On March 11, 2014, the Supreme Court of New York, New York County, denied a motion for summary judgment seeking to dismiss a Special Proceeding for Judicial Intervention seeking dissolution of three New York corporations premised upon violations of New York’s Minority Oppression Statute. Quazzo v. 9 Charlton Street Corp., 2014 N.Y. Misc. 1093; N.Y. Slip. Op. 30625 (U) (March 11, 2014).

In Quzzo, the defendants sought dismissal of minority oppression claims pursuant to CPLR §3212(b) (“summary judgment”) because they claimed the minority shareholder was not a shareholder and therefore did not have standing to assert an oppression claim.

The case involved a dispute between a daughter, Christine and her father, Ugo regarding three closely-held New York corporations. Ugo exercised control over the subject corporations since their founding or acquisition. Christina was never employed by the corporations, except for two summers and was not otherwise involved with their operations.

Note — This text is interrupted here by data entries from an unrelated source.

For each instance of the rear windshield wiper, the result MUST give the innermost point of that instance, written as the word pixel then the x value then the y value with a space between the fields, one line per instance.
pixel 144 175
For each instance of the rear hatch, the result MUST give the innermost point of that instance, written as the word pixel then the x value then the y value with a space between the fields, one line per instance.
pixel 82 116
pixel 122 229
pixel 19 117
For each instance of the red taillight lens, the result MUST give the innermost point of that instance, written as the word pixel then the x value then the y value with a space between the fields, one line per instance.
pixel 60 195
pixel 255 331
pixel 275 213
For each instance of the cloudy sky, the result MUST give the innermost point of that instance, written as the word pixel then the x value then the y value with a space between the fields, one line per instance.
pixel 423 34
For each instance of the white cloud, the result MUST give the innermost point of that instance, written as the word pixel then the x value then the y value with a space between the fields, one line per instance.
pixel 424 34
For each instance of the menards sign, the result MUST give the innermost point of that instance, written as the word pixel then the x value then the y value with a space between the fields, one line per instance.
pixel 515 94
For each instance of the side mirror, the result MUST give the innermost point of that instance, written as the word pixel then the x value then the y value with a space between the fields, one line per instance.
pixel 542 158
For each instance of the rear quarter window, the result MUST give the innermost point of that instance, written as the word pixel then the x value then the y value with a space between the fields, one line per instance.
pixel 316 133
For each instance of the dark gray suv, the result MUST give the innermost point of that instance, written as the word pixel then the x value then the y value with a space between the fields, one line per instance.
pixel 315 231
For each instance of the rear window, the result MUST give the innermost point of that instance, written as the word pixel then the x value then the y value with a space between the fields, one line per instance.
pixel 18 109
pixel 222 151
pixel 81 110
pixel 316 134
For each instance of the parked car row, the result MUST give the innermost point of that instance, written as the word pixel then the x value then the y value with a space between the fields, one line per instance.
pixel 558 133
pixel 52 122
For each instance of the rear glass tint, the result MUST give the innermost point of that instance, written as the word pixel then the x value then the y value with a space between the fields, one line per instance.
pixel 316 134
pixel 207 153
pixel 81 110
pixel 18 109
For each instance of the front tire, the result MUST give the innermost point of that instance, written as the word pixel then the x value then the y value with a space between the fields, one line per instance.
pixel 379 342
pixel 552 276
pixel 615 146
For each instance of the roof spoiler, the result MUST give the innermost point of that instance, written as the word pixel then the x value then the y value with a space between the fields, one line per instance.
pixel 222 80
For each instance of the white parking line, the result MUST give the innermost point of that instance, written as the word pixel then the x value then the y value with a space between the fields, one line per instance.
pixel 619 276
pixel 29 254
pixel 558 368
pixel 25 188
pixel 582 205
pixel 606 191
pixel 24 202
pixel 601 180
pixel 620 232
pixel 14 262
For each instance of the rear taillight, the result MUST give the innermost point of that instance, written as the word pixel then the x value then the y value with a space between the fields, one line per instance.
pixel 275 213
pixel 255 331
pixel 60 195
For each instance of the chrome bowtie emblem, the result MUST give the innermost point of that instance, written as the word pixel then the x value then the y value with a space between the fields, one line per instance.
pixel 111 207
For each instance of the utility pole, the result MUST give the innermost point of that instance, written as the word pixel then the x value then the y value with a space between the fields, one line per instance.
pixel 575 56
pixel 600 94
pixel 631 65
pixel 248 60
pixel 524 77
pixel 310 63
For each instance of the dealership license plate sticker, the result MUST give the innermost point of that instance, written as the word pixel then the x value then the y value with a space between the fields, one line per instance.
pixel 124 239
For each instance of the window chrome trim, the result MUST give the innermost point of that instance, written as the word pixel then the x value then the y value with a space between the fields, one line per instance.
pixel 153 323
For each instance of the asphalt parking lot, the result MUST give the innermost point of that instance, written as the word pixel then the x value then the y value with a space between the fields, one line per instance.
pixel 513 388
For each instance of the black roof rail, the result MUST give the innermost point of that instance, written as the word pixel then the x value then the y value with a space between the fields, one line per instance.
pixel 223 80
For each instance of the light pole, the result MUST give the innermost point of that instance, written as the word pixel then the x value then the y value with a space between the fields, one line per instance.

Prior to 2001, Ugo gifted Christine along with her brothers, Marco and Stephen one-third (1/3) of the shares in each corporation. One of the central issues with regard to the standing argument was that Ugo never actually delivered the shares. In support of his motion for summary judgment, Ugo asserted that although he considered gifting shares of the corporations to his children as part of his estate planning and prepared share certificates, he never delivered the shares to the children, and had no intention of transferring any "present interest" in the corporations to them. Instead, Ugo stated that it has always been his understanding that he is the sole shareholder of the corporations and that the shares, if not revoked, would pass upon his death. He also asserted that he has "always exercised complete control" over the corporations.

In opposition to those arguments, Christine set forth evidence that she was a shareholder. She demonstrated that the corporations issued K-1s (tax forms that reports the amounts that are passed through to each party that has an interest in the entity). Moreover, she produced records in which she consented to the form of a shareholder meeting. Furthermore, she was mentioned in the corporations’ meeting minutes where she was identified as a shareholder.

The Court denied Ugo’s motion for summary judgment. It held that the Schedules K-1 constituted evidence, along with the other documents produced by Christine, which raised a triable issue of fact as to her ownership of shares of the corporations. See e.g. Matter of Capizola v Vantage Intl., Ltd., 2 AD3d 843, 845, 770 N.Y.S.2d 395 (2nd Dept 2003) (Schedule K-1 reporting petitioner as shareholder, among other evidence "prove[d] the issuance of stock to petitioner"].) Put another way, Ugo’s conclusory assertions of lack of donative intent do not warrant summary judgment in the face of Cristina’s documentary evidence to the contrary. (See Pell St. Nineteen Corp. v Yue Er Liu Mah, 243 AD2d 121, 125, 671 N.Y.S.2d 742 (1st Dept 1998), lv dismissed 92 NY2d 947, 704 N.E.2d 230, 681 N.Y.S.2d 477 (1998), lv denied 93 NY2d 808, 712 N.E.2d 1245, 691 N.Y.S.2d 2 (1999).

The Court rejected Ugo’s contention that the lack of delivery of the shares to Cristina demonstrated as a matter of law that no inter vivos gift of the shares was effectuated. The Court found that physical possession of the shares was not dispositive. "The elements necessary for an effective gift are: (1) an intent on the part of the donor to make a present transfer; (2) delivery of the gift, either actual or constructive, to the donee; and (3) acceptance by the donee." Widom v Mittman, 39 AD3d 374, 833 N.Y.S.2d 502(1st Dept 2007). Where a transfer of stock certificates is at issue, "a symbolical delivery" may be sufficient where the facts otherwise show a transfer, as where the certificates are recorded on the books of the company. Matter of Szabo, 10 NY2d 94, 98, 176 N.E.2d 395, 217 N.Y.S.2d 593 (1961). The Court followed the law in the First Department which states "physical delivery of a stock certificate is not a rigid requirement; constructive or symbolic delivery may suffice." Citing, Pell St. Nineteen Corp., 243 AD2d at 126.) Thus, the Court’s found the transferor’s retention of shares in a closely held corporation was not conclusive where the transfer was evidenced by gift and corporate tax returns.